This is a branch of mathematics called group theory. A group is any set of objects with an associated operation that combines pairs of objects in the set. In other words a group is defined as a set G together with a binary operation. We will use * to denote the operation although this does not imply that groups only apply to multiplication. An example of a group might be the set of all integers with the operation of addition.
Groups provide a level of abstraction apart from mathematical notations. For example, rotations might be modeled by matrices or by quaternions or by multivectors or by some other notation, however we may wish to study the properties of rotations without getting involved with the mechanics of matrices etc. Groups alone wont allow us to do the calculations but they do allow us to categorize the properties of rotations in this example.
(This page is about the mathematical concept of a group, other pages on this site uses the term group in a different way, as a type of node in a scenegraph which contains other nodes.)
There are many types of groups:
- Groups with a finite number of objects such as MOD(N).
- Groups with an infinite number of objects such as R(2)
Axioms of a group
In order to be a group, a set of objects plus an operation, must obey the following axioms:
- Closure law: The set of objects must be closed with regard to the operation, in other words, the result of an operation must always be an element of the set. If c = a * b then c must be an element of the set.
- Associatively: If we are combining 3 objects we can combine the first two first and then combine the result with the third or we can combine the second two and then combine the result with the first. (But we cant necessarily reverse them, see Abelian groups below). In other words; (a * b) * c = a * (b * c)
- Identity element: There is always an operation which does nothing, in other words, there is an element e in G such that e * a = a = a * e
- Inverse element: There is always a unique inverse operation, in other words, there is only one element a-1 for each a such that a * a-1 = e. There is an element b in G such that a * b = e = b * a
Abelion Groups
In general, for groups, there is no requirement for commutativity, so a * b is not necessarily equal to b * a.
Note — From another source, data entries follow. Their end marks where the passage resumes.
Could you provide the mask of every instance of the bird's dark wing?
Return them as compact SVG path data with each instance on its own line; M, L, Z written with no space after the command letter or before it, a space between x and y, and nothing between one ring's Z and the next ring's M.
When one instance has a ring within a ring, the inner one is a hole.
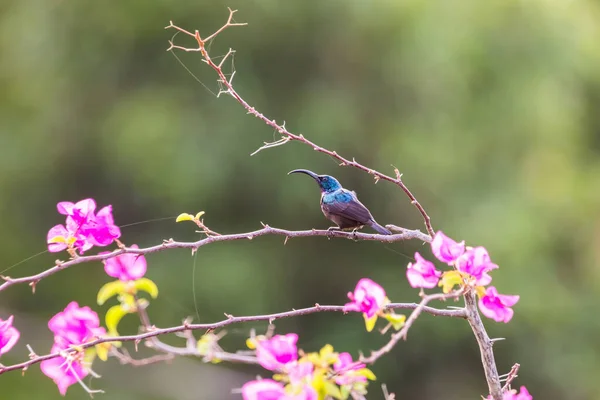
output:
M322 202L321 206L325 213L339 215L346 219L360 222L362 225L373 220L373 216L367 207L358 201L354 192L345 189L339 190L331 200L333 201Z

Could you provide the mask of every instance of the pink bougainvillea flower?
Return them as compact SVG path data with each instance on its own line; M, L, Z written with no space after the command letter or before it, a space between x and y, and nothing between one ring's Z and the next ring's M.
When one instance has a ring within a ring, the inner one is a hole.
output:
M269 371L281 369L285 364L298 359L296 342L298 335L275 335L271 339L260 340L256 344L256 358L263 368Z
M496 322L507 323L513 317L512 306L519 301L519 296L498 294L494 286L486 289L485 295L479 299L481 313Z
M333 364L333 370L339 373L335 378L335 383L338 385L352 385L356 382L366 382L366 376L356 374L357 370L364 367L365 364L352 361L350 353L340 353L338 360Z
M67 307L48 321L48 328L54 333L55 343L68 347L94 340L106 334L100 326L98 314L89 307L79 307L70 302Z
M65 347L64 345L55 343L50 352L56 353L67 347L68 346ZM69 359L55 357L44 360L40 364L40 368L44 375L54 381L56 386L58 386L58 391L63 396L67 393L69 386L81 381L88 374L88 370L81 365L83 354L83 352L80 352L76 353L74 356L69 355Z
M283 384L272 379L250 381L242 386L244 400L280 400L284 396Z
M108 246L121 236L121 230L115 225L112 216L112 206L102 208L81 229L95 246Z
M492 396L488 396L487 400L492 400ZM504 392L502 400L533 400L533 396L529 394L525 386L521 386L520 393L515 389Z
M287 393L282 383L272 379L246 382L242 386L244 400L317 400L317 392L311 386L294 388Z
M0 356L8 353L17 343L21 333L12 326L13 316L8 317L6 321L0 318Z
M406 268L408 283L414 288L431 289L437 286L442 271L435 269L431 261L427 261L419 253L415 253L416 262L409 263Z
M492 281L489 271L498 268L491 262L490 256L484 247L469 248L456 260L456 269L473 276L478 286L486 286Z
M465 252L465 241L457 243L438 231L431 241L431 251L441 262L452 264Z
M80 227L77 225L71 217L67 217L67 226L55 225L48 231L46 240L48 243L48 251L50 253L57 253L63 251L69 247L68 242L73 240L73 247L78 249L81 254L84 251L92 248L93 243L80 233ZM61 241L55 241L56 238L62 238Z
M134 244L132 249L139 249ZM146 258L143 254L121 254L104 261L104 271L108 276L118 278L121 281L135 281L146 273Z
M363 278L356 284L354 293L348 293L350 303L344 305L344 311L358 311L373 317L385 306L385 290L371 279Z
M48 251L52 253L75 248L83 254L92 246L108 246L121 236L121 230L114 223L112 206L94 214L96 202L85 199L77 203L62 201L56 208L67 218L65 225L56 225L48 232Z
M61 201L56 208L60 214L71 217L76 224L81 226L94 217L96 202L93 199L85 199L77 203Z

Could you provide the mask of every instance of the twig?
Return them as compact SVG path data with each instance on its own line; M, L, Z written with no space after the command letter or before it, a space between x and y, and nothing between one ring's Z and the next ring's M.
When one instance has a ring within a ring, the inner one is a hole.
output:
M222 236L216 236L216 237L222 237ZM422 304L416 304L416 303L392 303L392 304L388 304L387 308L388 309L413 309L413 310L420 308L421 311L426 312L431 315L435 315L435 316L466 318L466 313L463 309L457 309L457 310L456 309L451 309L451 310L450 309L437 309L437 308L433 308L433 307L425 307ZM51 358L60 357L61 354L63 354L64 352L80 351L81 349L87 349L87 348L93 347L100 343L107 343L107 342L139 343L142 340L154 338L156 336L166 335L169 333L177 333L177 332L193 331L193 330L212 331L215 329L223 328L228 325L242 323L242 322L267 321L269 323L272 323L273 321L275 321L277 319L281 319L281 318L290 318L290 317L314 314L314 313L319 313L319 312L344 312L344 306L315 305L314 307L301 308L298 310L286 311L286 312L281 312L281 313L276 313L276 314L253 315L253 316L243 316L243 317L233 317L232 316L231 318L227 318L225 320L215 322L215 323L209 323L209 324L190 324L186 321L182 325L179 325L179 326L173 326L170 328L163 328L163 329L152 328L148 332L142 332L137 335L99 338L99 339L93 340L91 342L77 345L76 348L69 348L69 349L65 349L65 350L63 350L61 352L57 352L57 353L46 354L43 356L36 356L36 357L33 357L32 359L30 359L29 361L25 361L25 362L22 362L19 364L0 367L0 375L5 372L8 372L8 371L27 368L30 365L40 363L44 360L49 360ZM177 348L177 347L173 347L173 346L169 346L169 347L166 347L166 346L168 346L168 345L166 345L164 343L161 345L161 347L163 349L165 349L165 351L168 350L168 352L172 352L174 354L182 354L182 355L191 355L192 354L191 350L189 348L181 349L181 348ZM228 354L231 354L231 353L228 353ZM193 354L193 355L197 355L197 353ZM245 357L249 357L249 356L243 356L243 355L237 355L237 354L236 354L236 356L237 356L236 360L233 360L232 358L230 358L229 360L238 361L238 362L244 362L244 361L242 361L242 359L250 360L249 358L245 358ZM215 358L224 360L225 357L226 357L226 355L224 355L224 354L215 354ZM252 362L254 362L254 361L252 361Z
M510 389L510 384L512 383L512 381L514 381L515 378L519 376L517 374L519 373L520 367L521 364L517 363L513 365L508 374L506 374L506 381L504 382L504 386L502 387L502 392L505 392Z
M392 336L390 337L390 340L379 350L372 351L371 355L369 357L361 356L359 362L365 363L365 364L373 364L381 356L392 351L392 349L394 348L394 346L396 346L396 344L400 341L400 339L406 340L406 336L408 335L408 330L410 329L412 324L415 322L415 320L419 317L419 315L421 314L422 311L427 312L427 309L429 308L429 307L427 307L427 303L429 303L430 301L455 299L457 297L460 297L461 295L462 295L462 291L459 290L459 291L455 291L455 292L451 292L451 293L435 293L435 294L423 296L423 300L421 300L421 302L417 305L417 307L415 307L413 309L413 312L410 314L410 316L404 323L404 326L402 327L402 329L400 329L398 332L392 334ZM460 311L461 313L464 312L463 309L458 309L456 311Z
M405 230L403 233L397 235L379 235L372 233L361 233L361 232L344 232L344 231L328 231L324 229L311 229L305 231L290 231L286 229L272 228L268 225L265 225L262 229L258 229L252 232L246 233L234 233L230 235L215 235L209 236L204 239L198 240L196 242L177 242L173 239L169 239L164 241L162 244L146 247L142 249L132 249L130 247L123 247L112 252L106 254L96 254L92 256L82 256L77 257L75 259L66 261L66 262L57 262L57 265L51 267L45 271L40 272L39 274L24 276L20 278L11 278L8 276L0 276L0 278L4 279L5 282L0 285L0 292L7 289L10 286L20 284L20 283L29 283L34 284L39 282L41 279L44 279L50 275L57 273L58 271L64 270L66 268L72 267L77 264L91 262L91 261L104 261L109 258L116 257L121 254L148 254L155 253L158 251L166 250L166 249L174 249L174 248L182 248L182 249L198 249L199 247L205 246L214 242L227 242L233 240L252 240L255 237L265 236L265 235L278 235L285 236L286 238L297 238L297 237L311 237L311 236L326 236L329 238L337 237L337 238L346 238L351 240L378 240L380 242L385 243L393 243L399 242L402 240L410 240L410 239L418 239L424 242L430 242L431 237L422 233L418 230Z
M337 152L335 151L331 151L328 150L324 147L321 147L319 145L317 145L316 143L306 139L302 134L294 134L291 133L290 131L288 131L284 125L282 124L278 124L277 121L275 121L274 119L271 120L269 118L267 118L264 114L262 114L261 112L259 112L258 110L256 110L254 107L252 107L250 104L248 104L246 102L246 100L244 100L238 93L237 91L233 88L233 85L231 83L231 80L228 80L227 77L225 76L225 74L223 73L223 70L221 69L221 65L222 63L219 64L215 64L212 60L212 58L210 57L210 55L208 54L208 51L206 50L206 42L212 38L214 38L217 34L219 34L223 29L229 27L229 26L233 26L233 25L239 25L239 24L231 24L231 18L233 16L233 14L235 13L235 10L231 10L229 9L229 19L227 21L227 23L221 27L219 30L217 30L217 32L213 33L212 35L208 36L208 38L206 39L202 39L200 37L200 34L198 33L198 31L195 31L194 33L191 33L189 31L186 31L185 29L182 29L176 25L173 24L173 21L170 21L169 25L165 28L165 29L176 29L179 32L186 34L188 36L193 37L197 42L198 42L198 48L186 48L183 46L176 46L174 45L172 42L170 43L170 46L167 50L172 50L172 49L178 49L178 50L182 50L182 51L186 51L186 52L190 52L190 51L197 51L200 52L200 54L202 54L202 57L204 58L204 62L206 62L218 75L219 79L219 83L222 83L226 90L223 90L224 93L227 93L229 95L231 95L238 103L240 103L242 105L242 107L244 107L244 109L246 110L246 112L250 115L255 116L256 118L260 119L261 121L263 121L265 124L267 124L268 126L272 127L273 129L275 129L281 136L283 136L282 139L275 141L273 143L265 143L264 146L260 147L257 151L255 151L254 153L252 153L252 155L258 153L260 150L263 149L267 149L270 147L275 147L275 146L279 146L282 144L287 143L290 140L294 140L297 142L301 142L304 143L310 147L313 148L313 150L318 151L320 153L324 153L327 154L330 157L333 157L335 159L337 159L338 161L340 161L340 166L350 166L350 167L354 167L357 169L360 169L362 171L365 171L371 175L373 175L373 177L375 178L375 181L379 181L379 180L385 180L388 182L392 182L396 185L398 185L402 191L404 191L404 193L406 193L406 195L409 197L410 201L412 204L414 204L414 206L417 208L417 210L419 211L419 213L421 214L421 216L423 217L423 220L425 221L425 228L427 229L427 232L429 233L429 235L431 235L432 237L435 235L435 232L433 230L433 227L431 225L431 219L429 218L429 215L425 212L425 209L421 206L421 204L417 201L416 197L411 193L411 191L408 189L408 187L404 184L404 182L402 182L402 176L401 174L397 171L397 169L394 169L394 171L396 172L396 178L393 178L391 176L385 175L381 172L378 172L374 169L365 167L364 165L358 163L354 158L352 160L345 158L341 155L339 155Z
We can consider this as an optional property, if a group does have a commutativity property it is known as an Abelion Group.
Rotation Groups
There are 4 main Lie rotation groups (I have put the full story on this page):
- SO(n) - A group of rotations in 'n' real dimensions.
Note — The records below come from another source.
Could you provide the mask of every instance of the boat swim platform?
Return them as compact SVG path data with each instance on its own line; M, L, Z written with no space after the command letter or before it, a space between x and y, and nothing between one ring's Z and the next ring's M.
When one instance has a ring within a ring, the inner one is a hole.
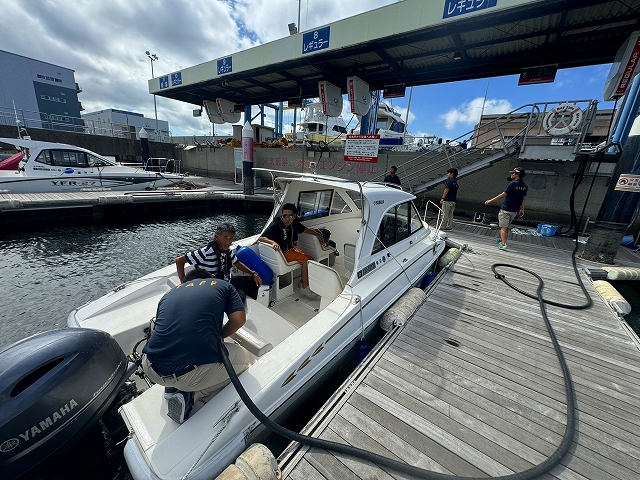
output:
M245 195L242 185L207 179L210 185L198 189L150 191L93 190L65 193L0 193L0 225L20 229L33 222L94 221L134 218L151 213L203 211L204 208L249 203L256 212L270 213L273 196Z
M396 327L334 393L302 433L359 447L444 474L497 477L523 472L552 455L564 434L562 372L537 300L496 279L494 263L535 271L545 299L581 305L570 238L513 235L454 223L448 242L460 258L427 289L425 303ZM616 261L640 266L621 247ZM587 310L548 306L576 398L568 453L544 479L640 477L638 339L602 300L578 260L593 299ZM601 265L598 266L598 268ZM502 268L535 294L537 280ZM282 478L411 478L328 450L290 444L278 458Z

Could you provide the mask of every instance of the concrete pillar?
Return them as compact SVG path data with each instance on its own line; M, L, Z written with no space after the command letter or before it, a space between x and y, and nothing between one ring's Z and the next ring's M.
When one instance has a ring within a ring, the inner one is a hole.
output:
M640 117L636 117L581 258L614 263L639 202Z

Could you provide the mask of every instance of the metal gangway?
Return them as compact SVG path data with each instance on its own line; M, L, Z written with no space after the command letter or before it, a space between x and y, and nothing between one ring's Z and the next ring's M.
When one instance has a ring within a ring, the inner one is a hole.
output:
M597 104L597 100L533 103L494 118L484 116L473 130L429 145L428 151L399 164L403 188L414 194L432 190L444 183L450 168L458 169L461 178L506 158L573 161L576 155L592 153L595 147L585 139L593 131ZM385 175L373 181L383 181Z

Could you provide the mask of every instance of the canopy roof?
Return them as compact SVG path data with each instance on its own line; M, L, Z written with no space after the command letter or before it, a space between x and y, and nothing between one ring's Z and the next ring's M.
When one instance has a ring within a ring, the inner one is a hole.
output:
M347 93L428 85L557 65L611 63L640 30L640 0L404 0L149 81L149 91L202 105L257 105L318 97L318 82Z

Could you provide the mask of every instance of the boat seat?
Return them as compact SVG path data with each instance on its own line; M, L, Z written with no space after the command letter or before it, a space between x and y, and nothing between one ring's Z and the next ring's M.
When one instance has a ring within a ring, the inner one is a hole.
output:
M311 255L316 262L331 266L331 254L335 254L335 250L329 246L322 245L315 235L301 233L298 235L296 247Z
M349 272L349 276L353 273L356 264L356 246L352 243L344 244L344 268Z
M298 262L287 262L280 250L274 250L271 245L258 242L260 258L266 263L274 274L273 288L271 289L273 300L293 295L293 273L300 268Z
M323 310L342 293L344 285L333 268L309 260L309 288L320 295L320 310Z
M271 342L265 340L257 333L252 332L245 327L240 327L236 330L236 332L231 335L231 338L253 353L256 357L273 350Z

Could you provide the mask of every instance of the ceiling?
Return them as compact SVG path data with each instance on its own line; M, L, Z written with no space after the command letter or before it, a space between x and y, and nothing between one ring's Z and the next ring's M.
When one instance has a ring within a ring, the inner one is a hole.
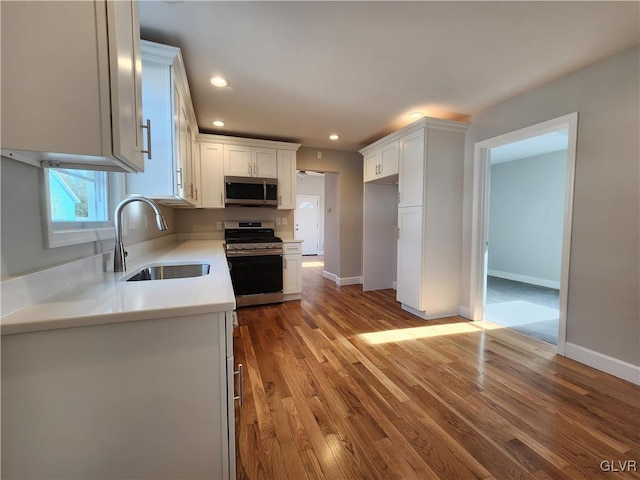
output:
M414 111L467 120L638 44L639 18L608 1L140 2L142 38L182 49L201 132L339 150Z
M492 148L491 165L537 157L545 153L559 152L567 150L568 146L569 133L566 129L564 131L550 132Z

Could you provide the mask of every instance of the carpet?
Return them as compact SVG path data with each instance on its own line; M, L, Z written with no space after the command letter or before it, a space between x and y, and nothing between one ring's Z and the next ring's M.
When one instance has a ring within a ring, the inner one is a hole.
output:
M490 303L485 320L512 328L547 343L558 344L558 310L521 300Z

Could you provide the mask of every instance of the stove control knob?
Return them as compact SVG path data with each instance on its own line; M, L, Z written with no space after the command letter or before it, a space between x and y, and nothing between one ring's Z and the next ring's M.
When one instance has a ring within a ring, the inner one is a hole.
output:
M275 248L275 246L273 245L273 243L267 243L265 245L267 248Z

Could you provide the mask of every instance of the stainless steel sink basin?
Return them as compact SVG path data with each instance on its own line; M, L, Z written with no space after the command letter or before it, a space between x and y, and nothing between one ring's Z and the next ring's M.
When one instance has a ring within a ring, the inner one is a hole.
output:
M127 282L142 280L167 280L169 278L190 278L209 275L211 265L208 263L194 263L190 265L156 265L145 267L127 279Z

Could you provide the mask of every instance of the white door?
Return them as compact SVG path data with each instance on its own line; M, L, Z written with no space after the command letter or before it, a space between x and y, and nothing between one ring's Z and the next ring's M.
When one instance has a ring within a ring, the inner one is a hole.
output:
M319 205L318 195L296 195L294 237L302 240L303 255L318 254Z
M398 209L398 276L396 300L422 308L422 207Z

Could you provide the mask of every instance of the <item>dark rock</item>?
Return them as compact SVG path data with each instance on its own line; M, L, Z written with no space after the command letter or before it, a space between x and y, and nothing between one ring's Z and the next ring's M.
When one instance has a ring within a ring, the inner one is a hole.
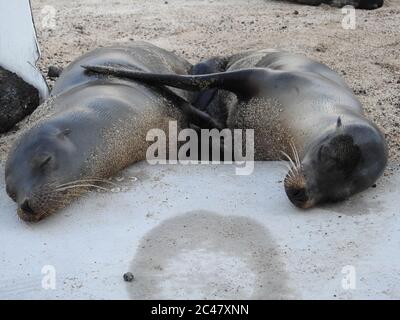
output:
M57 66L50 66L49 69L47 70L47 75L50 78L58 78L62 72L62 68L57 67Z
M367 90L365 90L365 89L355 89L354 93L355 94L359 94L359 95L366 95L367 94Z
M0 133L31 114L39 103L39 91L35 87L0 67Z
M124 273L123 277L124 277L124 281L126 281L126 282L132 282L133 279L135 279L135 277L132 274L132 272Z

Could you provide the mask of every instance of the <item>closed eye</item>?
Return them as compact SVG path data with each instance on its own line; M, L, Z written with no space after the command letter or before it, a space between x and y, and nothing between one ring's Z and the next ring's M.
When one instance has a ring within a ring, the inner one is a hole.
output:
M45 168L51 161L52 157L51 156L47 156L42 163L39 165L39 168L43 169Z

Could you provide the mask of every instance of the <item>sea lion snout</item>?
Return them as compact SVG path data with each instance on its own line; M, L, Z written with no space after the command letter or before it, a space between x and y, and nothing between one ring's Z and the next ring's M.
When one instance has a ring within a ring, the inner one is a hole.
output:
M17 204L17 213L22 220L39 221L42 216L46 215L47 208L50 209L53 203L51 199L46 199L48 191L44 190L40 183L31 183L34 180L32 175L24 177L25 180L9 179L7 193Z
M41 219L40 215L32 209L32 200L28 198L25 198L18 204L17 213L22 220L27 222L39 221Z
M307 188L306 179L301 168L289 173L285 178L285 192L290 202L301 209L308 209L315 205L315 200Z
M30 204L29 204L29 199L24 199L22 203L19 205L20 209L24 211L27 214L35 214L35 212L32 210Z
M296 188L296 187L285 187L286 194L296 207L307 209L312 206L312 201L307 195L306 188Z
- SU(n) - A group of rotations in 'n' complex dimensions.
- SP(n) - A group of rotations in 'n' quaternion dimensions.
- G2,F4,E6,E7 and E8 - A group of rotations in 'n' octonion dimensions. (only works for 5 values of n)
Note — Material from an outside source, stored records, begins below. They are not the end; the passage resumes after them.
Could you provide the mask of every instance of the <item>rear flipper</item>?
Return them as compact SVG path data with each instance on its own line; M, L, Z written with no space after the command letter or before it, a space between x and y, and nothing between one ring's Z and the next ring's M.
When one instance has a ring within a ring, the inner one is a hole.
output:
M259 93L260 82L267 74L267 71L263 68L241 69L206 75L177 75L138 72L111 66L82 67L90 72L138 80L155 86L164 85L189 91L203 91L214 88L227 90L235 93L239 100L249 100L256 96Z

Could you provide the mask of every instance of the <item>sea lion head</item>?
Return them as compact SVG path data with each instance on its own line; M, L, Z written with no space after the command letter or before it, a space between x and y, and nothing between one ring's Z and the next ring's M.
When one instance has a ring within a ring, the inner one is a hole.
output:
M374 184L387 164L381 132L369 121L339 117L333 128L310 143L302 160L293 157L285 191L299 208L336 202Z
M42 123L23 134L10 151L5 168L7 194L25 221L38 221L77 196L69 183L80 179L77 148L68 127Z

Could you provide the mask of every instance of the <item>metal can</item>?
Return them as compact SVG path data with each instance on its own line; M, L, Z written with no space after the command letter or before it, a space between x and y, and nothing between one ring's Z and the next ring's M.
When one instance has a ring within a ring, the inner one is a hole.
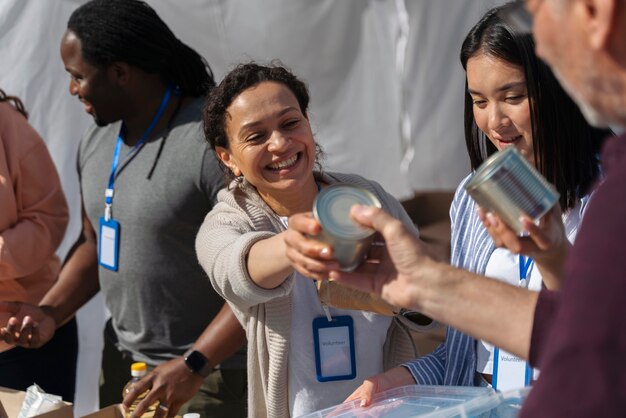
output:
M559 200L559 193L514 147L490 156L465 184L465 190L518 234L520 217L537 221Z
M370 191L343 183L322 189L313 202L313 216L322 227L315 239L332 246L333 256L343 271L352 271L365 260L374 239L373 229L350 218L354 205L381 207Z

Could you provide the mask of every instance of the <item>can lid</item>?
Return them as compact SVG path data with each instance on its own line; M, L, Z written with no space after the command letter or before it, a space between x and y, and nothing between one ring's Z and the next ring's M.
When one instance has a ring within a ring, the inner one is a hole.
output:
M351 184L333 184L317 195L313 215L329 234L344 239L362 239L374 233L350 218L354 205L381 207L380 201L369 190Z
M130 365L131 376L144 376L148 371L148 366L144 362L137 362Z

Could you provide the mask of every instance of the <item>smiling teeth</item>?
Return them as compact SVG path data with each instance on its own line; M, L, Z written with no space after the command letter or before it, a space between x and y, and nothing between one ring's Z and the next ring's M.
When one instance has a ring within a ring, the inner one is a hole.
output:
M284 160L284 161L281 161L279 163L270 164L269 167L272 170L280 170L280 169L292 166L296 162L297 159L298 159L298 154L294 155L293 157L289 158L288 160Z

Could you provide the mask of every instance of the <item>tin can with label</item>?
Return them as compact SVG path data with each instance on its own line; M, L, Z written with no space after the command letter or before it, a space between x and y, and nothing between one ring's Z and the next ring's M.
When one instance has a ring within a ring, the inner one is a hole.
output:
M514 147L490 156L465 184L487 212L496 213L518 234L523 215L537 221L559 200L559 193Z
M322 226L315 239L332 246L333 258L344 271L354 270L365 260L374 239L373 229L350 218L350 209L354 205L381 207L370 191L343 183L322 189L313 202L313 216Z

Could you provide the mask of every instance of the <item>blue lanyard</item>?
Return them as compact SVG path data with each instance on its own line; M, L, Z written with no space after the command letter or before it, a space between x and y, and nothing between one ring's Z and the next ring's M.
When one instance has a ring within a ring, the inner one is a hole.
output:
M148 136L161 119L163 112L165 111L165 107L170 101L170 97L172 96L172 86L168 86L165 94L163 95L163 99L161 100L161 105L159 106L159 110L157 111L154 118L152 118L152 122L148 125L148 129L141 135L139 141L128 151L127 156L132 156L136 154L141 146L146 142ZM104 220L111 220L111 206L113 204L113 190L115 185L115 172L117 171L117 166L120 162L120 150L122 149L122 142L124 142L124 135L126 133L126 126L122 122L122 127L120 128L120 133L117 135L117 143L115 144L115 151L113 151L113 161L111 162L111 174L109 175L109 185L107 186L104 192Z
M528 277L528 271L533 264L533 259L530 257L519 256L519 283L521 287L526 287L526 278Z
How can we have rotations in 'n' complex/quaternion/octonion dimensions? I think this is shorthand for an isometry group of the projective plane over the complex/quaternions/octonions.
So, for instance, SU(2) might be thought of as a group of rotations in 2 complex dimensions. Two complex dimensions (represented by quaternions) contains 4 dimensions, but we use this to represent a double cover of rotation in 3D, so we project these 4 dimensions onto 3D space.